Baoqi / metabase-dremio-driver

Dremio driver for Metabase BI
Eclipse Public License 2.0
50 stars 10 forks source link

connection parameters : "database" is a required filed, but I don't know what to type in #1

Closed fabrice-etanchaud closed 3 years ago

fabrice-etanchaud commented 3 years ago

Hello @Baoqi , thank you for providing us with a new dremio driver ! Please, could you tell me what to put in the "database" required connection field ? I tried with several space names, with no luck.

Looking forward, Fabrice

Baoqi commented 3 years ago

Hi, @fabrice-etanchaud , You can run the following sql in dremio to get the schema lists:

select distinct "TABLE_SCHEMA" from "INFORMATION_SCHEMA"."TABLES"
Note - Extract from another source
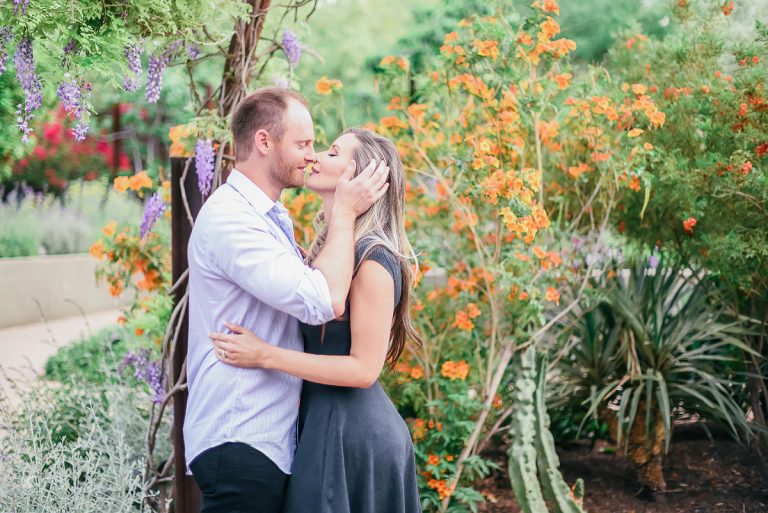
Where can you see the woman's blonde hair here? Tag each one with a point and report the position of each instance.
(382, 225)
I think any one can work, you can try using the built-in one: "sys" or "INFORMATION_SCHEMA"

And, I think this required connection field is not needed at all, since Metabase will still show out all schemas no matter what you entered here.

I think I can remove this "database" field tomorrow

Hello @Baoqi , thank you for providing us with a new dremio driver ! Please, could you tell me what to put in the "database" required connection field ? I tried with several space names, with no luck.

Looking forward, Fabrice

Baoqi commented 3 years ago

I just tried to input a wrong "database" field ( just some random text), but my Metabase environment can work correctly (even with the wrong value).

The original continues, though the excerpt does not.